Freedom, however, does come with cost. We must sacrifice our sons and daughters to be sent to strange lands to kill and be killed for the protection of our freedom. We are taxed with representation, but our representatives are wealthy individuals who have gained their wealth by following the minimal safety and environmental guidelines and paying employees minimal wages. We are allowed to worship, as long as it is a private non-public place. Our televisions have the freedom to indoctrinate our children with sex, violence, drugs, and hate in the name of entertainment, but “God is love” is an offensive term striped from public discussion. We are free to make money, but companies do so by monopolizing markets, employing children overseas, filling politicians’ pockets, and undercutting any competition with whatever means possible. We have the freedom to be safe at the cost of making guns accessible even to children who shoot each other in schools. We have the freedom to eat what we want, at the risk of animal abuse and extinction; we have the freedom to wear what we want at the cost of sexualizing our daughters. We also have the freedom to education if you were born in a place that had good schools funded by rich land owners through property taxes. Our freedom is wrapped up in the “almighty buck.” We can do what we want, when we want, as long as someone is getting money for it.
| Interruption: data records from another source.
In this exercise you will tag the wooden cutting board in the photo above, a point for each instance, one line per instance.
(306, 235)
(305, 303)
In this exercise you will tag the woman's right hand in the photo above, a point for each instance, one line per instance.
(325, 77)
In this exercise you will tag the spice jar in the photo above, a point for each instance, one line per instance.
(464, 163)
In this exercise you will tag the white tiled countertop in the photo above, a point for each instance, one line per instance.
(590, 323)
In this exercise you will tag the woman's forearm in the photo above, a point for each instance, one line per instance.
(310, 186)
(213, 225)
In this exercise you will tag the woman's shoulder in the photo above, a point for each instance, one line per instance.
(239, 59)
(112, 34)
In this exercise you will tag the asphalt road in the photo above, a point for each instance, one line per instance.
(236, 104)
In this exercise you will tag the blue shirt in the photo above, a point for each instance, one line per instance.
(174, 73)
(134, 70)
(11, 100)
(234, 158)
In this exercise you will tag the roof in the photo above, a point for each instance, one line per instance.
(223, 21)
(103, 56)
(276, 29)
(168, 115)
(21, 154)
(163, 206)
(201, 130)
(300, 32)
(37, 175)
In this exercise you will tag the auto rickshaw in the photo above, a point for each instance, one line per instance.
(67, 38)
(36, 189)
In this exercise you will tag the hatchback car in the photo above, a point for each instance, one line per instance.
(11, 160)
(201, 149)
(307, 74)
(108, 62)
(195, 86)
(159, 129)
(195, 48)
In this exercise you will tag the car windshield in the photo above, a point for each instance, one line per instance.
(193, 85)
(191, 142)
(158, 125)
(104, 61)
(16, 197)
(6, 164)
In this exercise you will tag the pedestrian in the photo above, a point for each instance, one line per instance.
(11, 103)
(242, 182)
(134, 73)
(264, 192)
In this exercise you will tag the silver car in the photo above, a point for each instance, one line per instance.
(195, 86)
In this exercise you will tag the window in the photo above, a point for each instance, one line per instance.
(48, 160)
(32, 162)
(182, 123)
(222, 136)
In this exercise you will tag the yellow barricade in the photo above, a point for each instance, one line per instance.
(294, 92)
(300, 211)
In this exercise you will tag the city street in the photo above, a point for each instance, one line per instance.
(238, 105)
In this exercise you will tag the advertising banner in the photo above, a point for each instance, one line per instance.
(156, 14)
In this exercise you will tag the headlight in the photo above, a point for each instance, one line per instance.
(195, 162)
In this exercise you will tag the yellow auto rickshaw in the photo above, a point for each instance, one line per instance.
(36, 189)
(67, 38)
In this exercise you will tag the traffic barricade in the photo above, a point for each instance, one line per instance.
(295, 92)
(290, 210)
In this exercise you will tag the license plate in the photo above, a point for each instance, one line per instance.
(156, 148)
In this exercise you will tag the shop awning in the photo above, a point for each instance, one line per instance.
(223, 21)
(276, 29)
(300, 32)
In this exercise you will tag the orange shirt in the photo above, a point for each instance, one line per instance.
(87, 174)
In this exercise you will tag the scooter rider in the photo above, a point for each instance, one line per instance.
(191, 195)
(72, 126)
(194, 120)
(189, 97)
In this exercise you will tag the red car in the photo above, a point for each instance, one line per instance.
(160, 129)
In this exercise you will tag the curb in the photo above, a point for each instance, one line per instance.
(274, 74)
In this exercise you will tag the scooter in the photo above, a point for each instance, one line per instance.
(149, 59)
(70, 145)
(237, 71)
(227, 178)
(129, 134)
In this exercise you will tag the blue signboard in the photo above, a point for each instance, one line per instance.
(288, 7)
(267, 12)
We cannot even die without having to pay a tax for the coffin, for the dirt, and for the inheritance left to our family. We celebrate freedom, but at what cost?

Is our freedom worth the lives of our families? Is our freedom worth the lives of those who die in our wars? Is our freedom worth being the largest arms dealer in the world, equipping our enemies, and children with deadly weapons? Are we even truly free?

We cannot buy our freedom through taxes, we cannot gain freedom through the promises of the most noble of politicians, and we cannot violently gain freedom through the bloody battlefields. To gain any freedom we must surrender, either to taxes, to leaders, or to ammunitions. This freedom is a lie, and we have all bought in to it.

Jesus came to directly oppose this kind of freedom that lets one gets rich off another who goes hungry. Jesus claims that true freedom does not come from submitting to taxes, military, or leaders, but freedom comes from submitting to our maker. The Bible is full of themes of freedom. We are not free by following the rules made by humanity. Every leader, every country, every institution that has promised freedom does so at the cost of enslaving us to something else. Jesus promises to set us free not to give us a heavy burden, but a light burden. Jesus sets us free not to make money or fame from us, but to make us his brothers and sisters. Jesus does not give us freedom without cost, but he lays down his life in the face of all the powers and principalities and defined the most permanent obstacle to freedom ever, death! He rose from the grave and defeated the greatest form of slavery and paved the way for eternal life.

It is for freedom that Christ has set us free. Stand firm, then, and do not let yourselves be burdened again by a yoke of slavery – Paul (a follower of Jesus).

The world looks to enslave us today. They want us to be enslaved to their values, their goals, and their dreams. Jesus releases us from this destructive way of life, transforms us to a new way of thinking, one that does not enslave, but one that liberates.